Minseok ağır adımlarla mutfağa girerken Luhan'da eline telefonunu alıp her zaman sipariş verdiği yeri aradı ve kendi ve Minseok için yemek sipariş etti.

Minseok tüm bulaşıkları bitirdiğinde Luhan'ın siparişleri de gelmişti, Luhan hepsini güzelce masaya yerleştirdikten sonra Minseok'a seslendi.

"Minseok gelip yemek ye."

Minseok şaşkınlıkla başını mutfaktan çıkartıp Luhan'a baktı ardından sessizce karşısına geçip oturdu.

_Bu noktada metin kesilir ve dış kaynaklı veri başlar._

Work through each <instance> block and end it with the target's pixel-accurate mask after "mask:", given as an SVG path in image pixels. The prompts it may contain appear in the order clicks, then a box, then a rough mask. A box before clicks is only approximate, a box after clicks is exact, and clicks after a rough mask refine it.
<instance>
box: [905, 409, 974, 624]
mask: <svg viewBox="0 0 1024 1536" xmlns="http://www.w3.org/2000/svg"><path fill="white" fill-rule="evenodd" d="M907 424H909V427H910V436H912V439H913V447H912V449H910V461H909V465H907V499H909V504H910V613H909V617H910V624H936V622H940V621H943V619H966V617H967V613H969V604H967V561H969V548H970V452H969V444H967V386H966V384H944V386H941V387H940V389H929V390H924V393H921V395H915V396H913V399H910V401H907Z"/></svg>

"Bu fırsatı bir kez daha bulamazsın, o yüzden tuzu ne kadar koyman gerektiğini öğrensen iyi olacak."

"Teşekkür ederim, gerek yoktu, kendimi besleyebilirdim."

Luhan Minseok'u duymazlıktan gelip yemeğinin kapağını açtı, Minseok ise pilavının üzerindeki deniz ürünlerini görünce dayanamayıp hepsini teker teker kendi kasesine doldurmaya başladı.

"Bekle, alerjim olduğunu biliyor musun?"

"Hakkında düşündüğünden daha çok şey bildiğimi bilmen gerek, hem deniz ürünleri olan bir yemek neden sipariş edersin ki sen? Kendini öldürme planların mı var yoksa?"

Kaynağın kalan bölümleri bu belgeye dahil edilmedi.